A protester harassed an attorney in the George Floyd case Thursday and another was later arrested carrying a loaded gun and several knives in the Hennepin County courthouse, making it unsafe to try four ex-cops there, according to an attorney for one of the former officers charged in the case.
Thomas Plunkett, who represents J. Alexander Kueng, filed a motion Friday to submit videos of both incidents to the court to reinforce an earlier request to move the trial elsewhere.
The incidents occurred after attorneys appeared in court for a 12:30 p.m. hearing Thursday.
None of the former officers — Kueng, Derek Chauvin, Thomas Lane and Tou Thao — attended the hearing, which had ended long before a 29-year-old Blaine man was arrested in the courthouse lobby after shouting, "Kill Derek Chauvin!"
That man, Thomas W. Moseley, was charged Friday with possession of a dangerous weapon, a felony. The charges say that deputies recovered a loaded handgun from his waistband and that he also was carrying "several knives." Only law enforcement officers are legally allowed to carry weapons in the Hennepin County Government Center.

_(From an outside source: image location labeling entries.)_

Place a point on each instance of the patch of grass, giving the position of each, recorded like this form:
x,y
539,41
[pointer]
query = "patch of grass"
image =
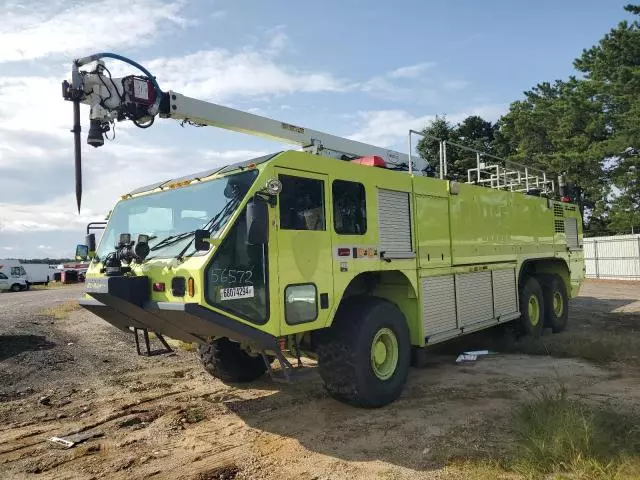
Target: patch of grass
x,y
612,347
61,310
558,435
597,345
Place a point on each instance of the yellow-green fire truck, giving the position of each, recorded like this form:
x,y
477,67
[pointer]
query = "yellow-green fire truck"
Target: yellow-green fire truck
x,y
326,252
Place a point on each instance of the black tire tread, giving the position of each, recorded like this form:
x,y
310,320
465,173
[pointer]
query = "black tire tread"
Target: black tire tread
x,y
528,285
549,283
338,362
226,361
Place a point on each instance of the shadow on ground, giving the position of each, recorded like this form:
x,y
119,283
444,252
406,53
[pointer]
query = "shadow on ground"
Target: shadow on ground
x,y
12,345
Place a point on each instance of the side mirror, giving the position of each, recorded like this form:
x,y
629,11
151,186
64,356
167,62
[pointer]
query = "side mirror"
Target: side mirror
x,y
257,222
90,240
199,240
82,252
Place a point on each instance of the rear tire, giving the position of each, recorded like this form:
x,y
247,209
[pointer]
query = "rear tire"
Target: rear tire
x,y
364,357
556,302
227,361
531,307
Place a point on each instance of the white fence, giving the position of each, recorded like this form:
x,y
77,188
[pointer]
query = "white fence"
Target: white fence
x,y
615,257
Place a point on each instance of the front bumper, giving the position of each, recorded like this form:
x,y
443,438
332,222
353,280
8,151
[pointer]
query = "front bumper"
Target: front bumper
x,y
124,302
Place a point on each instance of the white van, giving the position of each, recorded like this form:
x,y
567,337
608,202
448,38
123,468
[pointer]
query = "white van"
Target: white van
x,y
12,275
38,273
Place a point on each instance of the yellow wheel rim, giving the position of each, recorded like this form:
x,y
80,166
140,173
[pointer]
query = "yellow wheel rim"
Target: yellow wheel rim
x,y
558,304
534,310
384,353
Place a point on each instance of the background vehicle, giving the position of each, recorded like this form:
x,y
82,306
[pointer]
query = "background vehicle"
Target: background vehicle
x,y
38,273
357,259
16,276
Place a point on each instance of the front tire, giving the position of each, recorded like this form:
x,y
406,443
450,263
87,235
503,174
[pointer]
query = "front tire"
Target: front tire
x,y
364,357
531,307
227,361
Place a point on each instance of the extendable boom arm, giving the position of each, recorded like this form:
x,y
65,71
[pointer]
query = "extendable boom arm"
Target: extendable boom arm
x,y
139,99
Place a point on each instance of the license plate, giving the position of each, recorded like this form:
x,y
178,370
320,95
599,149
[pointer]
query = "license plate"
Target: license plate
x,y
236,292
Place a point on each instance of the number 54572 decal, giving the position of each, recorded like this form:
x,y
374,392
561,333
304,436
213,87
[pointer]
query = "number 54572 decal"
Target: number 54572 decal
x,y
231,277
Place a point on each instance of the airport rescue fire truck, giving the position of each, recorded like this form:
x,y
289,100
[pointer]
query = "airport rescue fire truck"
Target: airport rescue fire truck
x,y
340,251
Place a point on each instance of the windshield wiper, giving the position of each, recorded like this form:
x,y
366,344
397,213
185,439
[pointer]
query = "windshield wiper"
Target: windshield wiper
x,y
171,240
214,223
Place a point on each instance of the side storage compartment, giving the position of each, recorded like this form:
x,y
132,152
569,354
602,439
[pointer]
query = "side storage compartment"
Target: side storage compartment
x,y
439,305
453,305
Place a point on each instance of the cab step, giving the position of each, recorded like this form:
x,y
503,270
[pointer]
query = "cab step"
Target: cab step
x,y
147,343
287,373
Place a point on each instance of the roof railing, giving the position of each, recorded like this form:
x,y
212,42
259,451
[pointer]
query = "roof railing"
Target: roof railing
x,y
497,173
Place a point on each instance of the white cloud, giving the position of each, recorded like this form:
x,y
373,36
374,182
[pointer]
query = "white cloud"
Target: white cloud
x,y
279,40
40,29
455,84
219,74
411,71
390,127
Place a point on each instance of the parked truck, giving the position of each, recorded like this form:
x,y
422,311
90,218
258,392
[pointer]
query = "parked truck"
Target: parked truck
x,y
38,273
341,252
13,276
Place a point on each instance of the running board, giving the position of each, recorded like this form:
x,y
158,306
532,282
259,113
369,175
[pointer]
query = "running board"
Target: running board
x,y
288,373
147,343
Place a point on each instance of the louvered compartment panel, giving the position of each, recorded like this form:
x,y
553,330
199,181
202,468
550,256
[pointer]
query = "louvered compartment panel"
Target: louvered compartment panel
x,y
438,304
394,222
474,299
505,298
571,230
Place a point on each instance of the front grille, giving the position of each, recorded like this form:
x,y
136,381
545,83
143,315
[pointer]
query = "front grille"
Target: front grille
x,y
558,211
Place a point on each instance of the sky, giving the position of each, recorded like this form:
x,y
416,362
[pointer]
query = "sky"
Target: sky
x,y
367,70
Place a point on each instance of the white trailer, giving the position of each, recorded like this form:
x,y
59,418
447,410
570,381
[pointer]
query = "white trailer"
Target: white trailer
x,y
38,273
12,275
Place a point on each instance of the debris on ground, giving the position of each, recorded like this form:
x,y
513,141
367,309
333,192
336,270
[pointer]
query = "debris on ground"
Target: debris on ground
x,y
472,356
73,440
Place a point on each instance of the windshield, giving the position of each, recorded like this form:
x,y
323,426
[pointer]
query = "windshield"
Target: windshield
x,y
173,212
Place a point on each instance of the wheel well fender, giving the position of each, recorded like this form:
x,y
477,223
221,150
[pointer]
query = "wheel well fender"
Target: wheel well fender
x,y
549,266
396,286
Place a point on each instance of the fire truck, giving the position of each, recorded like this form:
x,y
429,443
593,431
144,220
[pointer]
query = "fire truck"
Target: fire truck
x,y
339,251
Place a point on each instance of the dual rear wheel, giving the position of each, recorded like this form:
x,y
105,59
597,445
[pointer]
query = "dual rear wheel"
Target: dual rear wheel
x,y
543,303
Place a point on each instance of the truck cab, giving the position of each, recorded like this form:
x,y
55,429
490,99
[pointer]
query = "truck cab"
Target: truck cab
x,y
13,276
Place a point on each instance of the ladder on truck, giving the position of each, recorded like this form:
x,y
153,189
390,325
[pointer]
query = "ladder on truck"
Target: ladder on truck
x,y
493,172
139,98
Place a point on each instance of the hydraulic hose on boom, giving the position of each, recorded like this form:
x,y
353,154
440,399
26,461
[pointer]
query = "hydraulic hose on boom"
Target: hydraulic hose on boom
x,y
138,98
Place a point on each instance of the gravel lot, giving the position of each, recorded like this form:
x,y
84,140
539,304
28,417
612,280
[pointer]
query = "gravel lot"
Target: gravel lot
x,y
164,417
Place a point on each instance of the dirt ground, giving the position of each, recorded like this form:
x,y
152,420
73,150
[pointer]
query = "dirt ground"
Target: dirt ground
x,y
164,417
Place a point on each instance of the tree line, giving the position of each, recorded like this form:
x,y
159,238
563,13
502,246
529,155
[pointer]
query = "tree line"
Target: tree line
x,y
586,127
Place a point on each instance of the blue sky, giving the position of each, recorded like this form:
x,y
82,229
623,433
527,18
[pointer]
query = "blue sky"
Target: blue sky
x,y
365,70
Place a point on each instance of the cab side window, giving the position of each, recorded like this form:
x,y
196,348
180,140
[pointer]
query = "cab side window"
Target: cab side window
x,y
349,208
301,203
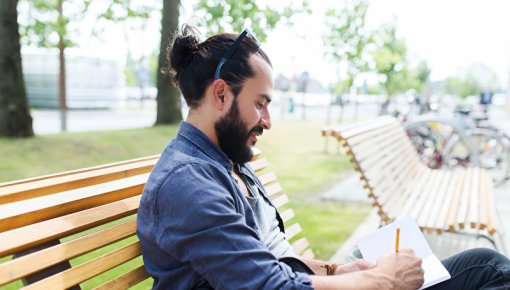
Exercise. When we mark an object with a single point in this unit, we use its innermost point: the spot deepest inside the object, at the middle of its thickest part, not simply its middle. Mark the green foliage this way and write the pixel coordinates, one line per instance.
(234, 15)
(471, 81)
(389, 56)
(42, 25)
(303, 169)
(348, 38)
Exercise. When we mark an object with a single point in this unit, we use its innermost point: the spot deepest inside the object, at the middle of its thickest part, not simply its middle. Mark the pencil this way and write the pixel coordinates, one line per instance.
(397, 240)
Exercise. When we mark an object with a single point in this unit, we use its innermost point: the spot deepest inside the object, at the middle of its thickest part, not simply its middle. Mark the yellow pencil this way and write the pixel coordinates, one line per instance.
(397, 240)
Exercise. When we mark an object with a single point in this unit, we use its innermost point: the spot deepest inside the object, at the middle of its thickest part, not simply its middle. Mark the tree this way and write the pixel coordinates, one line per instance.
(48, 22)
(348, 38)
(217, 15)
(389, 56)
(347, 41)
(472, 81)
(168, 98)
(221, 15)
(15, 119)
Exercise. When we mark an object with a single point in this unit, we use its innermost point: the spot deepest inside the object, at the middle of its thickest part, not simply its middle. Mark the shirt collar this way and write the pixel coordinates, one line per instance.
(204, 144)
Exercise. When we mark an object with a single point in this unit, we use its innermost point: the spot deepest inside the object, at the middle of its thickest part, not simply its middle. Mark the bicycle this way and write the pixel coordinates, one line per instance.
(456, 142)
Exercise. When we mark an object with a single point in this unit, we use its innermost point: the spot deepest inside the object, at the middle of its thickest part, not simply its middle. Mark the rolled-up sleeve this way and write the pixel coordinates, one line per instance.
(198, 224)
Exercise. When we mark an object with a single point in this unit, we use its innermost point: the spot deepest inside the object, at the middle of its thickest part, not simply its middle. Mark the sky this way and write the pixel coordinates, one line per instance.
(448, 34)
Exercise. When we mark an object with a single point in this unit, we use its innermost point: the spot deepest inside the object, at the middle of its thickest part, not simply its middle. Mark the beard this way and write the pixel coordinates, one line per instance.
(233, 135)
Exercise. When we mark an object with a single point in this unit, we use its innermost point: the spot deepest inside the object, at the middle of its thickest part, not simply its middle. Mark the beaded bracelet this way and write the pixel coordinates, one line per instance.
(330, 268)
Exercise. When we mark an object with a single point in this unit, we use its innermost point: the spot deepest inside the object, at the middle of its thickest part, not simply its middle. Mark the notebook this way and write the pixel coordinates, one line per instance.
(382, 243)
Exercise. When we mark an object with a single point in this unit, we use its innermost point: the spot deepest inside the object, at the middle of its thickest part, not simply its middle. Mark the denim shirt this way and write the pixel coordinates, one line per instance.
(196, 228)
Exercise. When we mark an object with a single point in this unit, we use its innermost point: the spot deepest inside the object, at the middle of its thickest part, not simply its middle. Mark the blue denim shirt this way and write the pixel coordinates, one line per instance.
(196, 228)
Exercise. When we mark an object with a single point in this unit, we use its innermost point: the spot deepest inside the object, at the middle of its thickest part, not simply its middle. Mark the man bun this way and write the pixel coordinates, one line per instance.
(181, 54)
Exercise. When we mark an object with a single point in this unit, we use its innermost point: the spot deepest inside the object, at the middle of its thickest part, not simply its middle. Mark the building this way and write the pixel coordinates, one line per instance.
(91, 82)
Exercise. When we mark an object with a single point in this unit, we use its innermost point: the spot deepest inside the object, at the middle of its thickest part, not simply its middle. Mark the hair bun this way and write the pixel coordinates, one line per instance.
(183, 48)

Moseley was protesting with about seven others when he was arrested just before 3 p.m. Sheriff's spokesman Andy Skoogman said authorities confronted him because they believed he was connected to an Aug. 15 riot and property damage incident near the Fifth Precinct police station.
Deputies also handcuffed and held a 24-year-old female protester for questioning Thursday, but released her after it was determined that she was not wanted in connection with the Aug. 15 protest, Skoogman said.
Before the arrests, another protester had exchanged heated words with Lane's attorney, Earl Gray, in the courthouse lobby as he spoke to reporters.